In his magisterial Where The Sky Began: Land of the Tallgrass Prairie, John Madson describes the genesis of a midwestern blizzard as a “temperature marriage” of cold, dry polar air sweeping down from Canada and warm, moist subtropical air welling up from the Gulf of Mexico. “Since its primary component is wind,” Madson wrote, “the classic blizzard is essentially a phenomenon of the open lands—particularly the plains and prairies, where the topography offers little resistance to moving air and the great storms can run almost impeded. There may be more snow in northern and eastern forest regions, and certainly much cold. The difference between winter storms there and the classic prairie blizzard lies in the intensity of unbridled wind that plunges the chill factor to deadly lows, drives a blinding smother of snow during the actual storm, and continues as ground blizzards and white-outs long after snow has stopped falling. Depending on snowfall and wind, the storm may leave drifts three times as tall as a man and is usually followed by calm, silver-blue days of burning cold.”

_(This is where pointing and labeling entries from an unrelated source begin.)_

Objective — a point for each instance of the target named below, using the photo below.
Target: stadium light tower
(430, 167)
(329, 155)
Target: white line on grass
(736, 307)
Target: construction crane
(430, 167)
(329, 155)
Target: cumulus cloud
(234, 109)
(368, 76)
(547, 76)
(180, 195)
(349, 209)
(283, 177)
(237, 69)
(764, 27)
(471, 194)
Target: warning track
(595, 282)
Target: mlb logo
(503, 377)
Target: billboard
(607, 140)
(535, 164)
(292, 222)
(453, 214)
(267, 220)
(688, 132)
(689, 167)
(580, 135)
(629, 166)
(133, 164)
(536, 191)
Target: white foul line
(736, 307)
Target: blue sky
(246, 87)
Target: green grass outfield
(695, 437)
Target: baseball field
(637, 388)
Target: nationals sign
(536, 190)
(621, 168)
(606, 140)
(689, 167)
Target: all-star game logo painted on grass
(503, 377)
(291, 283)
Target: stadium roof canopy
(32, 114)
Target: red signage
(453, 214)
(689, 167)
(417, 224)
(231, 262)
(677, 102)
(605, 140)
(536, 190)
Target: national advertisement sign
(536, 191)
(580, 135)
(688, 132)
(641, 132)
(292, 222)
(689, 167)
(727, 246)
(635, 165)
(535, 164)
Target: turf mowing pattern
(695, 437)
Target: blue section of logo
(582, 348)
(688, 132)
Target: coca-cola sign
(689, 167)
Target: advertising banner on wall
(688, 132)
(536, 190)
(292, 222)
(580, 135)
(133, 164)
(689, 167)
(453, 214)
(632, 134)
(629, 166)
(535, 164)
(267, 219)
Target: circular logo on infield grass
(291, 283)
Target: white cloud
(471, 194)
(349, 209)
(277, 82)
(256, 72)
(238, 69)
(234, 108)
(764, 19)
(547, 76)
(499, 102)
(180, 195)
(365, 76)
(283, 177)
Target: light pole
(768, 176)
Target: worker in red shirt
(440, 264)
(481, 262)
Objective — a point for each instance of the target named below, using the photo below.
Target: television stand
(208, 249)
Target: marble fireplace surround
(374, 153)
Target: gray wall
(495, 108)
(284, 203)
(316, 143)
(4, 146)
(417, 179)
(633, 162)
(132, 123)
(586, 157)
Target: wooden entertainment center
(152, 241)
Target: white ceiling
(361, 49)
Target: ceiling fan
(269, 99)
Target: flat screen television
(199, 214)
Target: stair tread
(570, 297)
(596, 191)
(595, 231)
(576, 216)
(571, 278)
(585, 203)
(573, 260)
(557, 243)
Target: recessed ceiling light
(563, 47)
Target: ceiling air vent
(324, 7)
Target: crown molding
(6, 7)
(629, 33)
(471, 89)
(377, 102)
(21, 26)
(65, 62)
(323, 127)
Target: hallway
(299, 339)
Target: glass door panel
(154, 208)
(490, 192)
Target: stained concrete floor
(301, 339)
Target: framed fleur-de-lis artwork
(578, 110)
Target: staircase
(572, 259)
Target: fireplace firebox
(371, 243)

That, in a nutshell, describes the blizzard that screamed across the Upper Midwest on Monday, Nov. 11, 1940, devastating everything it touched along the way. The winds blasted at a constant 40-50 mph, with gusts in excess of 80. More than 16 inches of snow fell in the Twin Cities, while more than 26 inches were recorded a few miles up the Mississippi River near St. Cloud. In LaCrosse, downstream on the Wisconsin side of the Mississippi, the barometric pressure sank to an all-time low. The temperature dropped 30 degrees—from above freezing to single digits—in two hours, and continued to plummet from there. Wind-chills were virtually off the charts.
Nothing escaped the storm’s furious, relentless, indiscriminate wrath. Livestock perished by the hundreds of thousands. So many turkeys died in parts of Minnesota and Iowa that after the storm, farmers were selling whole “fresh frozen” birds for 25 cents apiece. The losses to wildlife, especially pheasants, were spectacular. Communications and power were disrupted across thousands of square miles, and transportation was brought to an absolute standstill. Every town and village close to a main road became a refuge as stranded travelers sought shelter from the storm. Countless people opened their homes to complete strangers, providing whatever they could offer in the way of board and room.
But for some there was no shelter, no refuge. Motorists stuck in snowdrifts on remote stretches of road were buried alive in their cars, their frozen bodies not exhumed for days. On Lake Michigan, the freighter William B. Davock was sheared in two by monstrous waves.
The ferocity of the storm was almost beyond human reckoning. There are accounts of farmers who, after checking their livestock, could not find their way from the barn to the farmhouse. Disoriented, pummeled by the wind, with no visible landmarks to guide them, and no sense of east, west, north, or south, they wandered blindly through a roaring white hell. The lucky ones bumped into something recognizable and groped their way to safety. The unlucky ones didn’t.
Nearly everyone who survived the storm remarked on how incredibly difficult it was just to breathe. The air was so laden with moisture that it seemed as thick as syrup. And even when you were able to draw a deep breath, the cold seared your lungs like a red-hot blade.
This is what thousands of duck hunters, with their wooden skiffs and their cranky outboards and their canvas caps, found themselves caught in. Most of the world knows the midwestern blizzard of Nov. 11, 1940, as the Armistice Day Storm. To sportsmen, it’s simply the day the duck hunters died.